Anker is betting that laptop users are tired of making compromises between desk setup convenience and travel portability. The company's latest Nano Docking Station tackles this head-on with an innovative design that literally lets you have your cake and eat it too - a full-featured 13-port desktop dock that releases a portable hub when you need to hit the road.
The standout feature isn't just another USB-C hub, it's the execution. Press an eject button on top of the main dock, and out slides a credit card-sized hub that takes key ports with it - the 5Gbps USB-C and USB-A connections, SD and microSD slots, plus its own dedicated HDMI output and power input. It connects directly to your laptop without any cables, making it genuinely grab-and-go ready.
Anker is positioning this as a more affordable alternative to their premium offerings. At $149.99 retail (currently discounted to $119.99 for Amazon Prime members), it undercuts their 14-in-1 Thunderbolt 5 dock by $280. That's significant savings, though it comes with performance trade-offs that reveal where corners were cut.
The display capabilities tell the story of those compromises. Connect a single external monitor and you'll get crisp 4K at 60Hz - perfectly fine for most users. But try to drive three displays simultaneously using the dock's dual HDMI ports and single DisplayPort, and resolution drops to 1920x1080 across all screens. That's a meaningful limitation for power users who've grown accustomed to high-resolution multi-monitor setups.

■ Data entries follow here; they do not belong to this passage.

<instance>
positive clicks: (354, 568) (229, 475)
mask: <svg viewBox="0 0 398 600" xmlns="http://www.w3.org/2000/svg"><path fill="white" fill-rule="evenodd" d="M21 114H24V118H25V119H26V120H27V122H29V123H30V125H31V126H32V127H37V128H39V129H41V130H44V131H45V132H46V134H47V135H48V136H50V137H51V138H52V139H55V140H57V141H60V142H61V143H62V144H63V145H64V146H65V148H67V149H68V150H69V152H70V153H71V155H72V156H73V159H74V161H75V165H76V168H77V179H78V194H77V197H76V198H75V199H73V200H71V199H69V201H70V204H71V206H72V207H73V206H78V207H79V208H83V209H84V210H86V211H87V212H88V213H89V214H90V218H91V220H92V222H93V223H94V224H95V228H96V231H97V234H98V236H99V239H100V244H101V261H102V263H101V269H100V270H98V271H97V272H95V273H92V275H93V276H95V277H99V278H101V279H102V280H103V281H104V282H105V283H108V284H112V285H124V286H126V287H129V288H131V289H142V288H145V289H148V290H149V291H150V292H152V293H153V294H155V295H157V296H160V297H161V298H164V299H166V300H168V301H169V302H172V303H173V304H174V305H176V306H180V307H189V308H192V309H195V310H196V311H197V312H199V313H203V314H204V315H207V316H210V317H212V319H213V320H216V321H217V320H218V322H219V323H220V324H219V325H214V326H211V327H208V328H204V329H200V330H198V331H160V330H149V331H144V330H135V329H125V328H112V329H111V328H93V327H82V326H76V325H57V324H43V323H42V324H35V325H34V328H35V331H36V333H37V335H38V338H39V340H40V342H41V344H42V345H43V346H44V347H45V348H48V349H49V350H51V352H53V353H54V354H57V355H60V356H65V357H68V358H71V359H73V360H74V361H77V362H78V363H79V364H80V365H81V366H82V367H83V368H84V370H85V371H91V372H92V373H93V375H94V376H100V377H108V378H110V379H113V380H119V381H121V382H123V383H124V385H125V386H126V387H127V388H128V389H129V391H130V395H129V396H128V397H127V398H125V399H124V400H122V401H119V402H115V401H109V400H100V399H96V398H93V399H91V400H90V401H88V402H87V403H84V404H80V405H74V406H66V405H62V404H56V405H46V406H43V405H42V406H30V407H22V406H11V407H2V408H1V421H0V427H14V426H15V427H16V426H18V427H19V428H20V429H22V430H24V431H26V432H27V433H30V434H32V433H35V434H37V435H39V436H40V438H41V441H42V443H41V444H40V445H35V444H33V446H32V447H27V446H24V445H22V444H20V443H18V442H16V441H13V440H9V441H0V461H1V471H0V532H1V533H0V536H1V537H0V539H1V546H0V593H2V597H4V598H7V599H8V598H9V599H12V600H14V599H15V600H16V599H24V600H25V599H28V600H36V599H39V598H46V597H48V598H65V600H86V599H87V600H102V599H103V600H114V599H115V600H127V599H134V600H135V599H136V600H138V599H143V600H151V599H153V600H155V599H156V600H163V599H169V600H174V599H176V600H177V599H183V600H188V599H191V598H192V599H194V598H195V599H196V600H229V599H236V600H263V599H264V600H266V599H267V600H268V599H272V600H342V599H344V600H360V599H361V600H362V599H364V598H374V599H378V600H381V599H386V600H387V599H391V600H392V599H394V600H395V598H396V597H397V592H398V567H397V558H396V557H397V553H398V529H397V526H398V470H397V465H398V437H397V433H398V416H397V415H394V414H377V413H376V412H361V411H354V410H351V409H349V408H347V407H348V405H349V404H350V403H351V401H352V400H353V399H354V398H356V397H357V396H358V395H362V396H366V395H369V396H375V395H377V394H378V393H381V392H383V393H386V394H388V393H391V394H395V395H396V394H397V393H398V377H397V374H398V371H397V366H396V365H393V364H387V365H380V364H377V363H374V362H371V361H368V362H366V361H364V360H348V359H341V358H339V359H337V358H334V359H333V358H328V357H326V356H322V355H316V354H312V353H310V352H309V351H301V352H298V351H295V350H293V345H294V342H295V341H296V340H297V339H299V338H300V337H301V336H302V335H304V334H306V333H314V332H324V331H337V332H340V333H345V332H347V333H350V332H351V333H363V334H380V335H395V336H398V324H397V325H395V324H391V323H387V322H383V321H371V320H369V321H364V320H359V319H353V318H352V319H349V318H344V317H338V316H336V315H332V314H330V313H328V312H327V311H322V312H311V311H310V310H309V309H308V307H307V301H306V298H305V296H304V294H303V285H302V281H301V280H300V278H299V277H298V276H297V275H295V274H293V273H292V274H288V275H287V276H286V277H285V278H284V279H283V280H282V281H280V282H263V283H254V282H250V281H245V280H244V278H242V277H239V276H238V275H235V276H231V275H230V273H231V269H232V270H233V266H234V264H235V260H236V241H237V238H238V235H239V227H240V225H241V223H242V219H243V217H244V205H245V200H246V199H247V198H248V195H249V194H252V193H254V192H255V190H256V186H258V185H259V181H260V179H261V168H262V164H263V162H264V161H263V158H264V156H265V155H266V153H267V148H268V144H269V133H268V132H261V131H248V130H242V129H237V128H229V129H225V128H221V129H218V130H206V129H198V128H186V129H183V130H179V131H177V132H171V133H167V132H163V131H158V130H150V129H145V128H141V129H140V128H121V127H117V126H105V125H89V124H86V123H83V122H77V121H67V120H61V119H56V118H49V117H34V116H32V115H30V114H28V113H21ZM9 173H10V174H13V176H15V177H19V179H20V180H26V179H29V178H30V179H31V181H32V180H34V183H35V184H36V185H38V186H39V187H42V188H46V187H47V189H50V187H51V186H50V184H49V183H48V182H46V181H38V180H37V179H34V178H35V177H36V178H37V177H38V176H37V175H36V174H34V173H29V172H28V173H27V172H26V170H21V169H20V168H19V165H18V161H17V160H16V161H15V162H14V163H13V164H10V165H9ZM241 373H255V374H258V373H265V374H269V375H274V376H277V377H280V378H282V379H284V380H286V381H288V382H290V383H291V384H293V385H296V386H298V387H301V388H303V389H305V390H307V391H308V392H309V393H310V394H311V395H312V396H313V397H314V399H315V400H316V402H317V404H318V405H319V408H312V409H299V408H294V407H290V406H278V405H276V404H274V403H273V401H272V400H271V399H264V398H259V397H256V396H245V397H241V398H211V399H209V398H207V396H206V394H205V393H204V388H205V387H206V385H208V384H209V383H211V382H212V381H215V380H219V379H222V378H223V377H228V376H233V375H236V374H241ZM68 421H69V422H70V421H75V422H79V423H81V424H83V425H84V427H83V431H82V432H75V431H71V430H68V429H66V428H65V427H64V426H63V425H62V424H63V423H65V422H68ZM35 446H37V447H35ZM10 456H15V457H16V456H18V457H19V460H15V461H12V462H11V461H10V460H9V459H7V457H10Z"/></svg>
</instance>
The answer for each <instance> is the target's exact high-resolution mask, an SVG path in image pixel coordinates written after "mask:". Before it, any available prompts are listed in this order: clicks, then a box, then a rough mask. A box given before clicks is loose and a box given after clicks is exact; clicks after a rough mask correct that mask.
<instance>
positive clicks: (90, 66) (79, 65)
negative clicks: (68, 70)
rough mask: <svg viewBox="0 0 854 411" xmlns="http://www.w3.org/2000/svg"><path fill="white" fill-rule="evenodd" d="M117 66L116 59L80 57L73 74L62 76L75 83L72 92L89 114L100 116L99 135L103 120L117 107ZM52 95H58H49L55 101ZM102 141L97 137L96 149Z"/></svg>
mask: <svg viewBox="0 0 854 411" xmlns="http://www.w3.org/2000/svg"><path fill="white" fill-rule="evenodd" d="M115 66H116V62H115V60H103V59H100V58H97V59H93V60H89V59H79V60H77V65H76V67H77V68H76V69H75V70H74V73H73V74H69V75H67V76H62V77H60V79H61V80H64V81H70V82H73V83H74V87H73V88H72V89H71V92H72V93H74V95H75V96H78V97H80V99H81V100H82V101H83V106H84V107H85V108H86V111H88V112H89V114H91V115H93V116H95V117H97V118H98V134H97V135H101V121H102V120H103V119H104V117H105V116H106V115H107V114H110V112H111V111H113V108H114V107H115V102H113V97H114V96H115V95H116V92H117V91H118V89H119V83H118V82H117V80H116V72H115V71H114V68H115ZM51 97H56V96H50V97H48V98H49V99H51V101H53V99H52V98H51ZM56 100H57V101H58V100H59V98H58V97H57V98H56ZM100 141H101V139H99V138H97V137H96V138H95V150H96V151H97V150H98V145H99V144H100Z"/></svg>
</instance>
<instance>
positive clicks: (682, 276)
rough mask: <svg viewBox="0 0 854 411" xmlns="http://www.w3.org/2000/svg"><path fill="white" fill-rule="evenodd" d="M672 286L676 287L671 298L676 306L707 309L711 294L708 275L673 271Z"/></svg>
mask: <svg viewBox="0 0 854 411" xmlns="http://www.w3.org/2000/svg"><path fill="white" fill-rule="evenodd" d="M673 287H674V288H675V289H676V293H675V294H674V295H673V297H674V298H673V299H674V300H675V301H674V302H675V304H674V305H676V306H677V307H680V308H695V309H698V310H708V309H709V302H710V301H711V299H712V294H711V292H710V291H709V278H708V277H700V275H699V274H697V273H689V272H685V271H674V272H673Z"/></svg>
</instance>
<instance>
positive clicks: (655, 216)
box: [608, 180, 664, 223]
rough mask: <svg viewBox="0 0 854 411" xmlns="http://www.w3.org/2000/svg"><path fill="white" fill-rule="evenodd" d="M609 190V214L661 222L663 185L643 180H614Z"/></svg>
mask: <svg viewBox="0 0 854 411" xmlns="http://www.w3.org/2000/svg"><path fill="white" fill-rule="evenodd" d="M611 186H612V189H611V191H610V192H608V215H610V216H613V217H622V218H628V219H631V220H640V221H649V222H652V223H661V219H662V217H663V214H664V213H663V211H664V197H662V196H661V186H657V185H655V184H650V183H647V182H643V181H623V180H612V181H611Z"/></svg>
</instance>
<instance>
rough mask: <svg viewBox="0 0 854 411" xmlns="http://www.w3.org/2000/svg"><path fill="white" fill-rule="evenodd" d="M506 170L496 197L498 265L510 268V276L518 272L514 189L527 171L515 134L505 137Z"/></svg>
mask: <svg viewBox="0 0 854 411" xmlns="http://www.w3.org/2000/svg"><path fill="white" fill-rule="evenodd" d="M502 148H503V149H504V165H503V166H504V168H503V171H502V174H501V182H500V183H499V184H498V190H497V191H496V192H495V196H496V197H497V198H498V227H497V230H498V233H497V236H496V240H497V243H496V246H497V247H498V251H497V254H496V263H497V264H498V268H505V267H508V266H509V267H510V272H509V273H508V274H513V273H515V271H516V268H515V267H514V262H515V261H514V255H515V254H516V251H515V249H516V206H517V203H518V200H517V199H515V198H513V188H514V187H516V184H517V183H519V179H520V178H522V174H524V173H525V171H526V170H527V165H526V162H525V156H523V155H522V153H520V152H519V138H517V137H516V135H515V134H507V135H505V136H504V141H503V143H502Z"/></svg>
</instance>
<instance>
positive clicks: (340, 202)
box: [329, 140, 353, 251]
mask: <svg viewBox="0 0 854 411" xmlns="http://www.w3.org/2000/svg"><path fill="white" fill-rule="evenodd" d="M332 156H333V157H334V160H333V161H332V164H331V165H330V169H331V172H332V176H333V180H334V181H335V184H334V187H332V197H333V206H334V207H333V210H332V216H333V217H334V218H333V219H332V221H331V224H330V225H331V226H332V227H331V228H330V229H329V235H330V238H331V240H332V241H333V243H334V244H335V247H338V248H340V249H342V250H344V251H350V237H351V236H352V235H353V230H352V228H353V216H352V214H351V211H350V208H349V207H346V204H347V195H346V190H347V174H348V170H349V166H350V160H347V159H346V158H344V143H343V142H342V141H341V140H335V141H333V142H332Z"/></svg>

Mac users face even steeper restrictions. While Windows laptops can extend displays independently across all four screens (including the built-in laptop display), Mac users are limited to mirroring their laptop screen across external displays. It's a frustrating limitation that stems from Apple's more restrictive external display protocols, but one that significantly impacts the dock's utility for Mac-centric workflows.
The technical requirements are straightforward but important. Your laptop's USB-C port needs to support both DisplayPort Alt Mode and Power Delivery to unlock the dock's full feature set. Most modern laptops check these boxes, but it's worth verifying before purchase - especially if you're planning to use this as your primary charging solution.